Roger Federer has had a very discreet role in the last two years. The Swiss has had to deal with a serious injury to his right knee, which has considerably limited his appearances on the pitch. Suffice it to say that the 40-year-old from Basel only played 13 official matches in 2021, with nine wins and four losses.
Wimbledon and the Tokyo Olympics were his main goals, but the Swiss never managed to find the ideal condition. Following a tough loss to Hubert Hurkacz in the London quarterfinals, the former World No. 1 announced that he had suffered a relapse in his knee and that he was due for surgery for the third time in 18 months.
The 20-time Grand Slam champion therefore had to give up his last Olympic Games. Federer hopes to be back on the court in late summer or early fall, perhaps for the Laver Cup (to be held at London's O2 Arena in late September).
The Swiss was overtaken by Rafael Nadal in the all-time Majors ranking, while Novak Djokovic snatched the record for weeks at the top of the ATP rankings from him. In a YouTube video, Rick Macci - former mentor of the Williams sisters - crowned Roger as the greatest in history.
"We can talk about speed, quickness, balance, agility, fluidity. But the most important thing is temperament. Roger Federer makes mistakes, and you don't even see that anything has happened. He was the example in all the clubs in the world and to do it from a young age is incredible.
If you want your son to improve, make him see Federer."
James Blake reflects on King Roger
Former World No. 4 James Blake was recently asked to combine certain components from past and present players' games to create an "unbeatable player".
The American picked Rafael Nadal's mentality, Novak Djokovic's backhand and return, and Roger Federer's forehand, among other shots. "There's so many mentally tough players ... but I just think what he's (Rafael Nadal) done mentally, the way he, I mean you've never seen him once smash a racket on court.

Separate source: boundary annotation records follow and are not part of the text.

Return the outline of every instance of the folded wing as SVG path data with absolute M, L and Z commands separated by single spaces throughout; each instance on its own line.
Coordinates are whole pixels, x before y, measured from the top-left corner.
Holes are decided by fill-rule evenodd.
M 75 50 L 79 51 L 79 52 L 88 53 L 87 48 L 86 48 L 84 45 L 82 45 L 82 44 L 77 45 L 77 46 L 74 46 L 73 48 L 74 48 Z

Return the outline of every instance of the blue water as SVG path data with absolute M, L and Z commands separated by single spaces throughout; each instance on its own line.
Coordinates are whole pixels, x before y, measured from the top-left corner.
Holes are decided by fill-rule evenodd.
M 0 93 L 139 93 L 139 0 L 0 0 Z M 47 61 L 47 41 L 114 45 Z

You've never seen him get down on himself to the point where it seems like it affects the next point, you don't see him getting onto people's faces," Blake said. Blake had no qualms picking Federer's forehand, which is widely regarded as one of the best shots in tennis history.

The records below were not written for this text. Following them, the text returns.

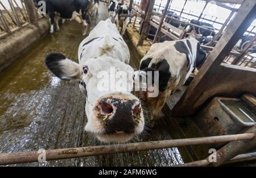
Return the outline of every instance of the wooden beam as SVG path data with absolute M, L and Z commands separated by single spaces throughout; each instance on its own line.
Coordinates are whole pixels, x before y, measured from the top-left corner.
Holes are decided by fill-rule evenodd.
M 237 65 L 241 60 L 245 57 L 245 56 L 247 53 L 248 50 L 253 46 L 254 42 L 256 40 L 256 35 L 254 35 L 253 38 L 251 38 L 250 42 L 245 46 L 245 49 L 242 49 L 240 55 L 237 56 L 234 61 L 232 62 L 232 64 Z
M 149 27 L 149 23 L 150 21 L 150 18 L 152 15 L 152 13 L 154 9 L 154 5 L 155 5 L 155 0 L 150 0 L 148 1 L 147 6 L 147 14 L 144 22 L 144 24 L 142 27 L 142 33 L 139 37 L 139 41 L 138 42 L 137 45 L 142 45 L 143 44 L 144 40 L 147 37 L 147 31 Z
M 182 13 L 183 13 L 184 8 L 185 7 L 185 6 L 186 5 L 187 2 L 188 2 L 188 0 L 185 1 L 185 3 L 184 3 L 183 7 L 182 7 L 181 11 L 180 11 L 180 16 L 181 16 Z
M 155 35 L 155 38 L 154 38 L 153 44 L 156 42 L 158 36 L 159 35 L 160 33 L 161 32 L 162 26 L 163 25 L 163 21 L 166 17 L 166 13 L 167 13 L 168 8 L 169 7 L 170 2 L 171 2 L 171 0 L 167 0 L 167 3 L 166 3 L 166 7 L 164 7 L 164 10 L 163 13 L 163 15 L 162 15 L 161 19 L 160 20 L 160 22 L 159 22 L 159 25 L 158 26 L 158 28 L 157 28 L 156 32 Z
M 208 5 L 208 2 L 209 2 L 208 1 L 207 1 L 207 2 L 205 2 L 205 4 L 204 5 L 204 7 L 203 8 L 202 11 L 201 12 L 201 14 L 200 14 L 200 15 L 199 15 L 199 18 L 198 18 L 198 20 L 199 20 L 201 19 L 201 18 L 202 17 L 203 13 L 204 13 L 204 10 L 205 9 L 206 7 L 207 6 L 207 5 Z
M 255 19 L 255 11 L 256 1 L 245 1 L 236 18 L 228 26 L 225 34 L 208 57 L 199 73 L 174 106 L 172 111 L 174 115 L 187 117 L 195 113 L 199 108 L 198 106 L 195 105 L 195 103 L 204 92 L 209 89 L 208 86 L 214 80 L 217 80 L 214 77 L 216 70 Z
M 217 34 L 217 35 L 214 37 L 213 40 L 218 40 L 220 37 L 221 36 L 223 30 L 224 30 L 225 27 L 227 26 L 228 23 L 229 23 L 229 20 L 230 20 L 231 18 L 232 18 L 234 13 L 236 13 L 235 11 L 232 11 L 230 13 L 229 16 L 225 21 L 224 23 L 221 26 L 221 28 L 220 29 L 220 31 L 218 31 L 218 34 Z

"Forehand I got to go with Roger I think," he said. "He hits it so unbelievably well, precise and I know you said I could say James Blake or something but I'd be stupid because I remember thinking 'I wanna go forehand to forehand with anyone, I can do that.
But Roger was the one guy that kind of showed me 'nah', I can't say me when he did that to me so many times to make me realize his forehand is better than mine."